Вот я и советую тебе: потерпи. Самую малость. Знаю, как тебе тяжело, но… Покамест нелегко и мне… Видишь эту гору бумаги? Все надо прочесть. Сегодня. Завтра. Послезавтра. Каждый день. Изо дня в день. А они все пишут… знай пишут да пишут… пишут слесари, гимназисты, новоселы — вдруг заделались государственными деятелями, романистами, поэтами. И критиками, конечно, — если посмеешь не опубликовать их творений. А приходится идти на это, дорогуша. И многое приходится делать — революция! Переворот! И не только экономический, политический, социальный, но еще и духовный, самый сложный и трудный из всех. А где труднее, Мета, там я. Там твой Казис. Так и маюсь, дорогая моя Мета… так и кручусь. Да ты снова взгрустнула? Полно, не надо… Приглуши-ка радио. Тише, тише. Еще тише, чтобы слышали только мы с тобой. Только наши сердца. Хорошо. Теперь уже хорошо… И как будто очень задушевная музыка… Нет? Тогда поищем другую… вдруг да найдем. Ну, ту… знаешь… нашу с тобой… ту… однажды весною — — — — — — — — — — — — — — — — — — — — — — — — — — —

XXV

Ума не приложу, отчего вдруг вспомнилось все то, что, казалось, было давно забыто, что осталось и сгинуло там, за чертой, которую я переступил в ту ночь; вспомнилось внезапно, ни с того ни с сего, стоило мне лишь увидеть Даубараса; я по-прежнему держал в руке початую бутылку вина, которую он привез с собой и угощал Лейшене, когда заявились мы с Сонатой; конец идиллии. Конец концом, но Даубарас не простит. Правда, он сделал попытку улыбнуться как ни в чем не бывало, попробовать шутить, непринужденно развалясь на диване, начал рассказывать анекдотец о русском, англичанине и американце; но все это выглядело весьма неубедительно и не могло прояснить того мрачного настроения, которое словно волнами захлестывало жилище Лейшисов вместе с осенним ненастьем, ворвавшимся сюда, когда вошли мы с Сонатой; в нашу сторону он старался и не глядеть. У самой Лейшене выражение лица было страдальческое; и она избегала смотреть на нас, особенно на Сонату, а та, словно подчеркивая свое недовольство, стояла у окна и, отведя занавеску, сосредоточенно всматривалась в ночной мрак, не обращая ни малейшего внимания ни на мать, ни на ее гостя, которого она не рассчитывала здесь встретить; обеим было как бы тесновато в этой не слишком просторной, но прихотливо обставленной комнате; здесь явно тесно было двум женщинам, пригласившим своих друзей; о Лейшисе я начисто позабыл.

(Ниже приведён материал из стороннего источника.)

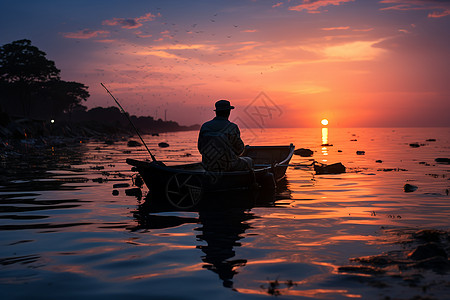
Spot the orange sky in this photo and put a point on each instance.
(357, 63)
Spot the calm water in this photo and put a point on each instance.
(64, 235)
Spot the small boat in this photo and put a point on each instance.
(190, 186)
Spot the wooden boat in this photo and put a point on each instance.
(189, 186)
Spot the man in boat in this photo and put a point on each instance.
(220, 142)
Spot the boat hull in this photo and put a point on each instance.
(190, 186)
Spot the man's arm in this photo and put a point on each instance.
(236, 141)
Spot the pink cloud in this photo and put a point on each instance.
(438, 14)
(440, 8)
(313, 6)
(336, 28)
(131, 23)
(86, 34)
(277, 5)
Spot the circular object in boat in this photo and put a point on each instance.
(184, 191)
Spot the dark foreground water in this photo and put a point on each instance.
(63, 235)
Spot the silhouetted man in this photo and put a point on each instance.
(220, 143)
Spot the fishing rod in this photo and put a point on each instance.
(129, 119)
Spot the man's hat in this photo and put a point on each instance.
(223, 105)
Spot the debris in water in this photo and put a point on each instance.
(409, 188)
(134, 192)
(303, 152)
(336, 168)
(442, 160)
(132, 143)
(120, 185)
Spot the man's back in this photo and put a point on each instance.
(220, 143)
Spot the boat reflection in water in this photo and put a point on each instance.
(221, 228)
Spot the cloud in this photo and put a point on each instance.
(86, 34)
(131, 23)
(353, 51)
(313, 6)
(336, 28)
(277, 5)
(440, 8)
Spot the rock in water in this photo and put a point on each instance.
(409, 188)
(336, 168)
(427, 251)
(303, 152)
(132, 143)
(442, 160)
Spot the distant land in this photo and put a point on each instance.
(96, 122)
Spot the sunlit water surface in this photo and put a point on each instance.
(64, 235)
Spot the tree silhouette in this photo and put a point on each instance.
(30, 84)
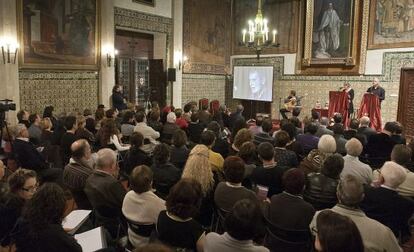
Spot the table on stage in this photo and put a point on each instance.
(323, 112)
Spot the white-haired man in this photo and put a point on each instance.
(364, 127)
(376, 89)
(375, 236)
(353, 166)
(105, 192)
(384, 204)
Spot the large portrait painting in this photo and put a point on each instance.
(391, 24)
(282, 16)
(206, 36)
(59, 34)
(330, 32)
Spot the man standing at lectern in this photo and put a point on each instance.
(376, 89)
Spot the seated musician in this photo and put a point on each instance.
(290, 103)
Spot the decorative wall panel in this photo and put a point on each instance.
(317, 87)
(207, 39)
(66, 91)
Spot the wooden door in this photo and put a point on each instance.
(405, 102)
(157, 82)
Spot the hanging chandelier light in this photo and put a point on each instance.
(257, 36)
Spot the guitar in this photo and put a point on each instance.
(293, 103)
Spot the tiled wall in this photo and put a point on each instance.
(65, 91)
(198, 86)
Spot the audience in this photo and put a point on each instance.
(208, 182)
(35, 132)
(384, 204)
(41, 226)
(314, 160)
(296, 214)
(229, 192)
(308, 140)
(242, 226)
(265, 135)
(375, 236)
(282, 155)
(165, 173)
(269, 174)
(338, 130)
(337, 233)
(179, 150)
(176, 226)
(169, 128)
(195, 128)
(216, 161)
(135, 155)
(352, 165)
(322, 128)
(141, 206)
(75, 174)
(105, 192)
(320, 188)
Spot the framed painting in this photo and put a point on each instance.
(147, 2)
(59, 34)
(391, 24)
(331, 32)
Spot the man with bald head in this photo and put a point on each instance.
(376, 89)
(76, 173)
(375, 236)
(105, 192)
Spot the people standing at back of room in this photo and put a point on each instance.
(118, 100)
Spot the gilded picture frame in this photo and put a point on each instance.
(146, 2)
(391, 24)
(61, 34)
(331, 33)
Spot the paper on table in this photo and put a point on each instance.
(91, 240)
(74, 220)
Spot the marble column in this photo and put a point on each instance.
(178, 49)
(9, 73)
(107, 73)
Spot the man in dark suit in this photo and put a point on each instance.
(296, 214)
(105, 192)
(380, 145)
(364, 128)
(377, 90)
(30, 158)
(384, 204)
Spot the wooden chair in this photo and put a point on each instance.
(285, 240)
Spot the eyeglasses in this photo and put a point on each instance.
(31, 189)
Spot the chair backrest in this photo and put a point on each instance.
(280, 239)
(201, 102)
(144, 230)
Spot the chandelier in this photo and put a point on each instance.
(257, 36)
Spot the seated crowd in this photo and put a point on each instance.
(163, 179)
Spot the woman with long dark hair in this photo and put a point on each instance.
(41, 228)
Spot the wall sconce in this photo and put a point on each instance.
(9, 50)
(179, 59)
(111, 53)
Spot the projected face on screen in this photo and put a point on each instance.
(256, 83)
(253, 83)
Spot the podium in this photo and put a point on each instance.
(371, 107)
(338, 103)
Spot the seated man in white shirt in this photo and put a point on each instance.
(150, 135)
(375, 236)
(141, 206)
(352, 165)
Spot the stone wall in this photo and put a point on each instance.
(198, 86)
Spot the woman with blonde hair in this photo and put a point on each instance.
(198, 168)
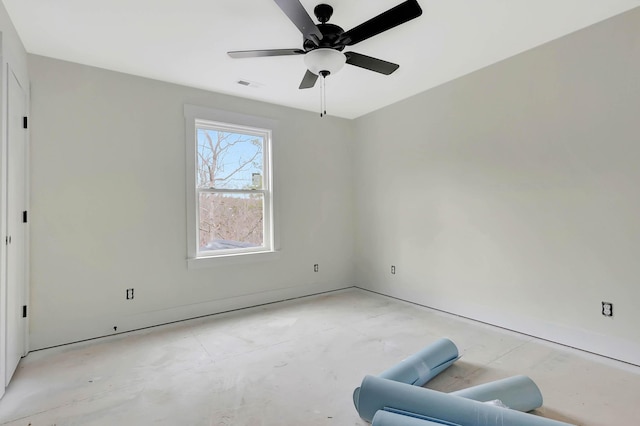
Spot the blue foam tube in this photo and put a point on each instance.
(517, 392)
(424, 365)
(377, 393)
(390, 417)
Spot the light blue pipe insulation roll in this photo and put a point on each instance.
(390, 417)
(517, 392)
(376, 393)
(424, 365)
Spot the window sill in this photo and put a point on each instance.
(232, 259)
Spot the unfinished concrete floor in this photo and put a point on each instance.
(297, 363)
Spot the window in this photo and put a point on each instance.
(229, 185)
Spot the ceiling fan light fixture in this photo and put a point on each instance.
(324, 59)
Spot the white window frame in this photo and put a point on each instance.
(198, 117)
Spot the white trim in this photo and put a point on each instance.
(596, 343)
(197, 115)
(103, 326)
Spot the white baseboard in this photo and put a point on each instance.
(585, 340)
(103, 326)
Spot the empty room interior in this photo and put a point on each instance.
(193, 236)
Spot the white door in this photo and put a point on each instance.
(16, 228)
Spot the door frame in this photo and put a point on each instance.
(22, 78)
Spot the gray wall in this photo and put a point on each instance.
(511, 195)
(108, 206)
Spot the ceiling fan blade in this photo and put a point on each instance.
(308, 81)
(262, 53)
(369, 63)
(301, 19)
(393, 17)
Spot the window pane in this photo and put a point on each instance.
(230, 221)
(229, 160)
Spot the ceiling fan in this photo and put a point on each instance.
(323, 43)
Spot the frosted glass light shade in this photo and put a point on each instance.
(319, 60)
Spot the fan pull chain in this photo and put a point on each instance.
(323, 95)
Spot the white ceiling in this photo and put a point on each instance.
(185, 42)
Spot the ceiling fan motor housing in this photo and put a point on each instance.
(330, 38)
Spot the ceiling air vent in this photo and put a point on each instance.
(248, 83)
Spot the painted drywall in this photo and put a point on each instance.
(108, 205)
(511, 195)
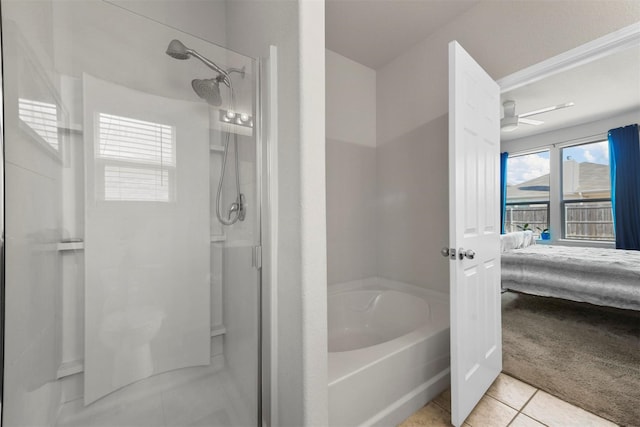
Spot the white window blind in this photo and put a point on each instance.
(42, 117)
(138, 159)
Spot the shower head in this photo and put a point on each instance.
(209, 90)
(177, 50)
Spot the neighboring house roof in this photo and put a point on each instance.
(593, 182)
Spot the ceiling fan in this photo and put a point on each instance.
(511, 120)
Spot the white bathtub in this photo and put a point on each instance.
(388, 351)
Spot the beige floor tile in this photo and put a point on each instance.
(444, 400)
(490, 412)
(553, 412)
(428, 416)
(523, 421)
(511, 391)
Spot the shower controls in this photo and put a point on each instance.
(238, 207)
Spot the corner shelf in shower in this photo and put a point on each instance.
(71, 246)
(77, 366)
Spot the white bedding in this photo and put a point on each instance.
(608, 277)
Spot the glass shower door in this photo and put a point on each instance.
(132, 217)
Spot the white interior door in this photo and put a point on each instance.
(474, 231)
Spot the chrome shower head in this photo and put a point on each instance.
(209, 90)
(177, 50)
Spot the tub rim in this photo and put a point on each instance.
(346, 363)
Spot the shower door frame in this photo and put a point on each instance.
(2, 204)
(264, 166)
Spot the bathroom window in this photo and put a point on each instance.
(136, 159)
(41, 118)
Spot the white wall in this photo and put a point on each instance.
(412, 102)
(351, 101)
(570, 134)
(201, 18)
(351, 169)
(296, 28)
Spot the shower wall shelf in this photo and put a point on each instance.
(218, 330)
(71, 246)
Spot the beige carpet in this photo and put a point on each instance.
(584, 354)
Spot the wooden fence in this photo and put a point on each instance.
(583, 220)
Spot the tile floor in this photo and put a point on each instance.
(508, 402)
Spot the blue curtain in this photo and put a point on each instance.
(624, 157)
(503, 189)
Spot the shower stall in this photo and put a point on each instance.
(132, 169)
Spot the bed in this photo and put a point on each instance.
(608, 277)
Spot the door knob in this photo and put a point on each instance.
(468, 253)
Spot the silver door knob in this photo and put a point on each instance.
(468, 253)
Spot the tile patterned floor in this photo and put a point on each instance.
(508, 402)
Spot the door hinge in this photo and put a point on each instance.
(256, 257)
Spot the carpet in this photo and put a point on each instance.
(584, 354)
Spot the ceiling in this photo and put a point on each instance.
(374, 32)
(602, 88)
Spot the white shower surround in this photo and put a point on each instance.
(384, 383)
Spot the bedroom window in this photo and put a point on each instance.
(528, 192)
(586, 192)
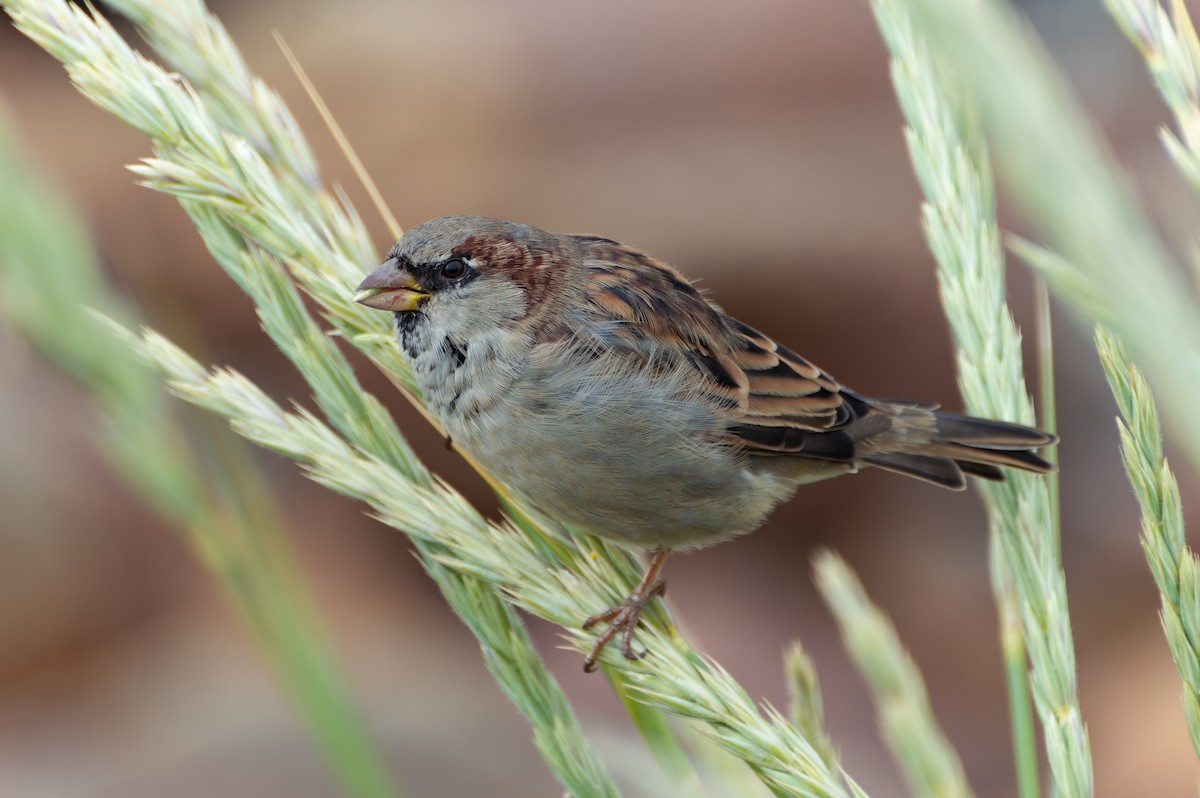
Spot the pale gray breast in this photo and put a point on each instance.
(637, 457)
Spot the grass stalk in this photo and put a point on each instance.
(1174, 565)
(960, 225)
(255, 222)
(1066, 183)
(223, 513)
(927, 759)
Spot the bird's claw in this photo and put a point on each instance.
(622, 619)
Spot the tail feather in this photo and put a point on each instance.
(960, 447)
(989, 433)
(939, 471)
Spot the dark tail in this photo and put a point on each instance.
(945, 448)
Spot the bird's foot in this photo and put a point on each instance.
(624, 617)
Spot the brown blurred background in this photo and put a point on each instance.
(757, 145)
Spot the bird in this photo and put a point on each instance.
(600, 385)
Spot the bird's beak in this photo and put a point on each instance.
(390, 288)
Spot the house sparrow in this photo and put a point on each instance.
(603, 388)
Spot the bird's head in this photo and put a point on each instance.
(471, 273)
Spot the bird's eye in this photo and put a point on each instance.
(454, 268)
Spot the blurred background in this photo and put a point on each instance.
(756, 145)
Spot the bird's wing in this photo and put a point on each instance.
(780, 402)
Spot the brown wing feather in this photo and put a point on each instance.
(783, 403)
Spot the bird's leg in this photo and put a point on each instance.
(623, 618)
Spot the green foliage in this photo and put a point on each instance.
(227, 148)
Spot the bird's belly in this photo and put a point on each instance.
(639, 463)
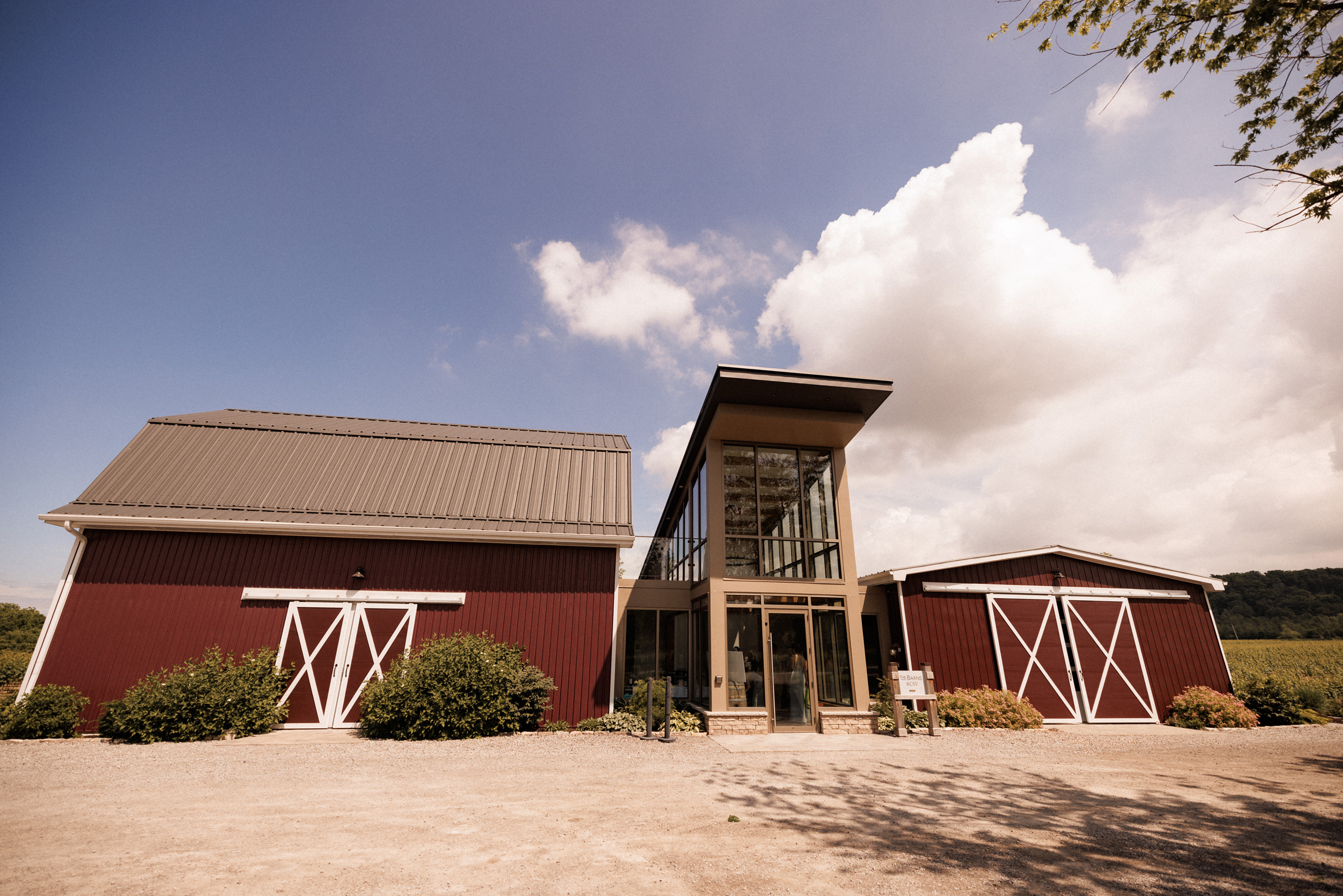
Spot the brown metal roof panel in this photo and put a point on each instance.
(487, 524)
(385, 428)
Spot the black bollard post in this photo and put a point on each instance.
(667, 723)
(648, 715)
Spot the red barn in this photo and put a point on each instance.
(1087, 637)
(340, 542)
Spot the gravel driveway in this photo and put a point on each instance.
(1041, 812)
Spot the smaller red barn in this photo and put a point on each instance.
(1087, 637)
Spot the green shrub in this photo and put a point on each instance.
(1277, 703)
(13, 665)
(200, 699)
(464, 686)
(49, 711)
(986, 708)
(1201, 707)
(884, 701)
(914, 719)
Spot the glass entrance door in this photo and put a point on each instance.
(792, 686)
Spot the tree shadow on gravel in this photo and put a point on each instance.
(1029, 833)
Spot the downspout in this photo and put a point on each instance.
(615, 622)
(49, 628)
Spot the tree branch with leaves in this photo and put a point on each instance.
(1293, 63)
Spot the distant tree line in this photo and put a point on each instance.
(1280, 604)
(19, 628)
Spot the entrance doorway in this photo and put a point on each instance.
(335, 649)
(792, 687)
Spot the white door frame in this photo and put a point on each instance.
(1033, 648)
(340, 628)
(1125, 614)
(361, 629)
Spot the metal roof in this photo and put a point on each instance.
(257, 466)
(771, 387)
(899, 574)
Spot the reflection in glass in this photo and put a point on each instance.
(782, 559)
(746, 659)
(641, 638)
(819, 494)
(675, 650)
(872, 653)
(781, 511)
(825, 559)
(742, 557)
(789, 669)
(833, 677)
(700, 650)
(739, 499)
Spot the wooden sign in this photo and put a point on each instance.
(911, 684)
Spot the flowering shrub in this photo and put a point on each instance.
(683, 720)
(465, 686)
(200, 699)
(49, 711)
(986, 708)
(1201, 707)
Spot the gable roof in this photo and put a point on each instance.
(343, 476)
(899, 574)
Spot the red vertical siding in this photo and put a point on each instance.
(144, 601)
(953, 634)
(1178, 640)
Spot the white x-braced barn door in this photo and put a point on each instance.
(1110, 660)
(382, 631)
(335, 649)
(1032, 657)
(315, 645)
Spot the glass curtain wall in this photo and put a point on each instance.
(746, 652)
(657, 644)
(780, 512)
(681, 558)
(700, 652)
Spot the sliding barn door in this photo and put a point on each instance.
(1110, 660)
(380, 632)
(315, 645)
(1032, 656)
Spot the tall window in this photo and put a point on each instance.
(780, 512)
(657, 644)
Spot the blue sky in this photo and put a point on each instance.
(343, 209)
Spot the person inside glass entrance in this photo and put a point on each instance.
(792, 691)
(746, 659)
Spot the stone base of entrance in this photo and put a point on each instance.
(848, 722)
(737, 723)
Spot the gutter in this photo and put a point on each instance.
(58, 604)
(335, 530)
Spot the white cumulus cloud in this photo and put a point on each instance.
(1116, 106)
(664, 458)
(1184, 410)
(646, 293)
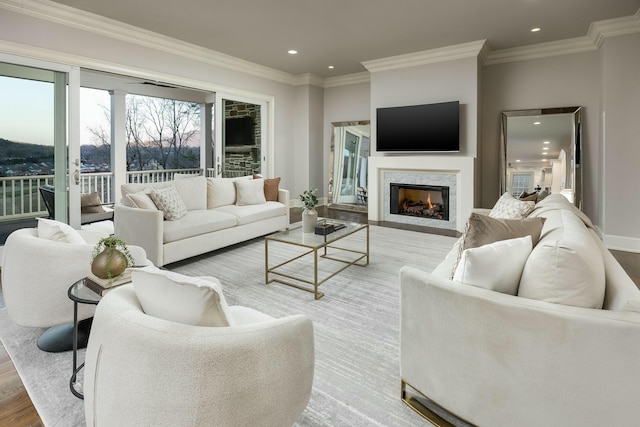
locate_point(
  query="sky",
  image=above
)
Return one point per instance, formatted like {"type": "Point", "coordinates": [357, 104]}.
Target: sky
{"type": "Point", "coordinates": [26, 111]}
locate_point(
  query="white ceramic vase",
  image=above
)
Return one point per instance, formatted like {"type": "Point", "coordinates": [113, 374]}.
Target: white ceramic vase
{"type": "Point", "coordinates": [309, 220]}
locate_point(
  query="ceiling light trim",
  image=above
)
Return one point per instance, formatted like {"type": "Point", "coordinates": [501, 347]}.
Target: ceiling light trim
{"type": "Point", "coordinates": [444, 54]}
{"type": "Point", "coordinates": [76, 18]}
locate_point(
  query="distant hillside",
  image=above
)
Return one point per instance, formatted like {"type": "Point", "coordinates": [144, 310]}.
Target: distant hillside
{"type": "Point", "coordinates": [21, 152]}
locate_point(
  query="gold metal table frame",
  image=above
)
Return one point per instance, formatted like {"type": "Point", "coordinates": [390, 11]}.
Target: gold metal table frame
{"type": "Point", "coordinates": [315, 243]}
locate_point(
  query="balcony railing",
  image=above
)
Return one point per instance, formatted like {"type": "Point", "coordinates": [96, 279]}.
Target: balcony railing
{"type": "Point", "coordinates": [20, 197]}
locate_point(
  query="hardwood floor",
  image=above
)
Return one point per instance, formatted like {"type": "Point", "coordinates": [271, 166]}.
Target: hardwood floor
{"type": "Point", "coordinates": [16, 409]}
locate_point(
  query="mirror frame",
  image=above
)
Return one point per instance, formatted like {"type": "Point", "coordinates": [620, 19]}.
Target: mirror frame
{"type": "Point", "coordinates": [577, 130]}
{"type": "Point", "coordinates": [330, 202]}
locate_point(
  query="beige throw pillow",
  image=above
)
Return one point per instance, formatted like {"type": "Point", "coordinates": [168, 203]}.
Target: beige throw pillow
{"type": "Point", "coordinates": [169, 202]}
{"type": "Point", "coordinates": [508, 207]}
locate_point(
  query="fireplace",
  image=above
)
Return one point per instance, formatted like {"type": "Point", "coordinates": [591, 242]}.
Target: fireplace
{"type": "Point", "coordinates": [423, 201]}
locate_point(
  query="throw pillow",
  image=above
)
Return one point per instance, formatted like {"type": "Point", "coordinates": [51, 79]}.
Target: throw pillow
{"type": "Point", "coordinates": [174, 297]}
{"type": "Point", "coordinates": [58, 231]}
{"type": "Point", "coordinates": [566, 267]}
{"type": "Point", "coordinates": [271, 188]}
{"type": "Point", "coordinates": [482, 230]}
{"type": "Point", "coordinates": [249, 192]}
{"type": "Point", "coordinates": [169, 202]}
{"type": "Point", "coordinates": [508, 207]}
{"type": "Point", "coordinates": [496, 266]}
{"type": "Point", "coordinates": [141, 201]}
{"type": "Point", "coordinates": [90, 203]}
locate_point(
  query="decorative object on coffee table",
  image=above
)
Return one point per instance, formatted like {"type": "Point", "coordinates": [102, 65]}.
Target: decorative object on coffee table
{"type": "Point", "coordinates": [309, 215]}
{"type": "Point", "coordinates": [110, 258]}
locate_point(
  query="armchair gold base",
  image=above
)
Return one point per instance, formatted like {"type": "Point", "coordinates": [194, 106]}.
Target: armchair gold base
{"type": "Point", "coordinates": [421, 409]}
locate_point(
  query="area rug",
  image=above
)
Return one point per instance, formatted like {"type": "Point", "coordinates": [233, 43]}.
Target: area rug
{"type": "Point", "coordinates": [356, 327]}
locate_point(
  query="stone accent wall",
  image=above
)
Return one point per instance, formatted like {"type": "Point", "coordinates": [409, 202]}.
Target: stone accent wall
{"type": "Point", "coordinates": [241, 161]}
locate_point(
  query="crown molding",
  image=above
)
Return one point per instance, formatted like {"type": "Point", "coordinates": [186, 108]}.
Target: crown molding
{"type": "Point", "coordinates": [444, 54]}
{"type": "Point", "coordinates": [347, 79]}
{"type": "Point", "coordinates": [596, 34]}
{"type": "Point", "coordinates": [70, 17]}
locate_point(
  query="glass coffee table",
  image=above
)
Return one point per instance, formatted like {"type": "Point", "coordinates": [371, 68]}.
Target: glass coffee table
{"type": "Point", "coordinates": [321, 247]}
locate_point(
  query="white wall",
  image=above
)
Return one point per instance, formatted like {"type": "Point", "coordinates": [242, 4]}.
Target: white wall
{"type": "Point", "coordinates": [620, 197]}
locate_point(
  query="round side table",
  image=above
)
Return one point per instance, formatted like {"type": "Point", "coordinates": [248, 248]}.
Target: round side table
{"type": "Point", "coordinates": [80, 294]}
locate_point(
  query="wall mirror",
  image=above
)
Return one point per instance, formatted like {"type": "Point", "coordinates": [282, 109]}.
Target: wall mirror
{"type": "Point", "coordinates": [350, 148]}
{"type": "Point", "coordinates": [540, 151]}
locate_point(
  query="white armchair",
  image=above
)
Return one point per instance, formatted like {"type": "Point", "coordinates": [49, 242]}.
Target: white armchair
{"type": "Point", "coordinates": [36, 275]}
{"type": "Point", "coordinates": [143, 370]}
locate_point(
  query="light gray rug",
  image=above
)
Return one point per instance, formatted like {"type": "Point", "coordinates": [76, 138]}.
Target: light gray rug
{"type": "Point", "coordinates": [356, 324]}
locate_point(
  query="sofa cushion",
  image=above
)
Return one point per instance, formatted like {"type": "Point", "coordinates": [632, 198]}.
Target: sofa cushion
{"type": "Point", "coordinates": [508, 207]}
{"type": "Point", "coordinates": [195, 223]}
{"type": "Point", "coordinates": [146, 187]}
{"type": "Point", "coordinates": [566, 266]}
{"type": "Point", "coordinates": [496, 266]}
{"type": "Point", "coordinates": [141, 200]}
{"type": "Point", "coordinates": [253, 213]}
{"type": "Point", "coordinates": [169, 202]}
{"type": "Point", "coordinates": [249, 192]}
{"type": "Point", "coordinates": [59, 232]}
{"type": "Point", "coordinates": [192, 191]}
{"type": "Point", "coordinates": [177, 298]}
{"type": "Point", "coordinates": [90, 203]}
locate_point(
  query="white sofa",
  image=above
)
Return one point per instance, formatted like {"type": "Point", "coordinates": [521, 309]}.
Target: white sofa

Молчал и Даубарас, молчал и лениво перебирал пальцами по столу — задумавшись и вперив взгляд в стену напротив; по-моему, в мыслях он был довольно далеко от этого дома; возможно, он вспомнил Еву. Я так решил, потому что сам я, пусть не желая того, все еще думал о них — о Еве и Мете, с которыми меня свела судьба, и опять-таки через Даубараса; а он молчал и шевелил своими длинными пальцами, словно пианист, пробующий клавиатуру — что-то проверяя или мысленно взвешивая; вдруг пальцы его сжались в кулак, и кулак этот негромко, но довольно решительно стукнул о край стола.

— Что ж, увидим… да!

— То есть? — поспешно спросила Лейшене; и ее угнетало это затяжное, тягостное молчание, которое установилось после того, как я напомнил Даубарасу о Еве; то, что следовало за этим — все эти потуги на веселье, — разумеется, не имело смысла. — Что же мы увидим?

— О, покамест ничего, — Даубарас расслабил пальцы и почему-то заткнул бутылку пробкой. — Ничего, товарищ директор… ничего. А между тем… — он взглянул на часы.